Let $f: [0,1]^2 \to [0,1]^2$ be a homeomorphism of the square. By the n-grid I mean the collection of smaller squares $$[a/2^n,a/2^n + 1/2^n] \times [b/2^n,b/2^n + 1/2^n] \text{ for } a,b = 0,\ldots, 2^{n}-1$$ for some natural number $n$. I would like to take some grid fine enough that $f$ can be approximated by permuting the grid elements.
Formally, let $\epsilon >0$ be given. Does there exist an $n$-grid and permutation $\sigma$ of the squares in the grid such that for each $x \in [0,1]^2$ we have $d(f(x),\sigma (A)) < \epsilon$ for every grid element $A$ with $x \in A$?

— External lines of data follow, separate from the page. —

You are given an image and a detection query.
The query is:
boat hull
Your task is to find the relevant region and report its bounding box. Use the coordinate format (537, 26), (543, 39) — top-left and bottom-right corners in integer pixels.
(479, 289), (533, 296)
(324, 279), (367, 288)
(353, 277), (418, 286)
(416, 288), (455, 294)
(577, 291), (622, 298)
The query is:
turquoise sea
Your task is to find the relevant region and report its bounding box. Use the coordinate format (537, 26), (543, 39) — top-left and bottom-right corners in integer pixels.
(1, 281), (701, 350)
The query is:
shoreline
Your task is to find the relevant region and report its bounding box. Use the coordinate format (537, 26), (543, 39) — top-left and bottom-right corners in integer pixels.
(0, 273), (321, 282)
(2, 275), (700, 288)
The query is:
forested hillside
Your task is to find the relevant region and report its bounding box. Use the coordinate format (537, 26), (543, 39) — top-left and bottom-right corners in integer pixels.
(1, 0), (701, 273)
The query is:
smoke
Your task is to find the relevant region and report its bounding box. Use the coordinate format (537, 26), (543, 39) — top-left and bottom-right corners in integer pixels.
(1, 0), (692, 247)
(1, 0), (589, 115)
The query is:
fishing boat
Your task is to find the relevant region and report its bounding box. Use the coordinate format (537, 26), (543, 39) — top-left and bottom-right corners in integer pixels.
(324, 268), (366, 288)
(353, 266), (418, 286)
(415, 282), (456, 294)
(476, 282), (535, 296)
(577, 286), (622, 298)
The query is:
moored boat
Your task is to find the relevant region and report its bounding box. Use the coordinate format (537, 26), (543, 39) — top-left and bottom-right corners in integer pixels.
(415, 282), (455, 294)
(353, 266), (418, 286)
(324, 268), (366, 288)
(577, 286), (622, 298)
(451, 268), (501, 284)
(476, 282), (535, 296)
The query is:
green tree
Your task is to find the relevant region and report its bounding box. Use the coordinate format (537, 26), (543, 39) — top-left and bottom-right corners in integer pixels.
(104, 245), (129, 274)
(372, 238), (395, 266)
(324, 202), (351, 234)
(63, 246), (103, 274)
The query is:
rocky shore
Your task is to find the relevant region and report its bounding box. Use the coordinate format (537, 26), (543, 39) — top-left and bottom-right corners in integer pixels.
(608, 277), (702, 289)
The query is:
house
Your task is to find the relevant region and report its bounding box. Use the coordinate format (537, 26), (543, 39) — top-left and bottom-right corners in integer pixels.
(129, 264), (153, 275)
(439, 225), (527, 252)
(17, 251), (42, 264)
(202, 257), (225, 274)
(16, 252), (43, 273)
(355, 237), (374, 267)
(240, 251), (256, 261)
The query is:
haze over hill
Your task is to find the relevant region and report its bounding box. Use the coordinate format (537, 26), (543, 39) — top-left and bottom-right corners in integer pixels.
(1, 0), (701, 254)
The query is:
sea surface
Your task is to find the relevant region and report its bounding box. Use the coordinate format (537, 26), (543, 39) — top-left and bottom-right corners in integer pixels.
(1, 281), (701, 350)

This looks a little like simplicial approximation but I can't find anything about simplicial approximations of homeomorphisms being bijective.
No. Take $\epsilon = \frac{1}{100}$. Take any homeomorphism mapping $[0,\frac{1}{2}]\times[\frac{1}{2},1]$ into $[0,\frac{1}{2^{10}}]\times[1-\frac{1}{2^{10}},1]$. For $n=1$, we must send $[0,\frac{1}{2}]\times[\frac{1}{2},1]$ to itself, and so the inverse of the point $(\frac{1}{2^9},1-\frac{1}{2^9})$ (say) must be far from its corresponding cube. And for any $n \ge 2$, some cubes in $[0,\frac{1}{2}]\times[\frac{1}{2},1]$ will be sent far away from $[0,\frac{1}{2^{10}}]\times[1-\frac{1}{2^{10}},1]$.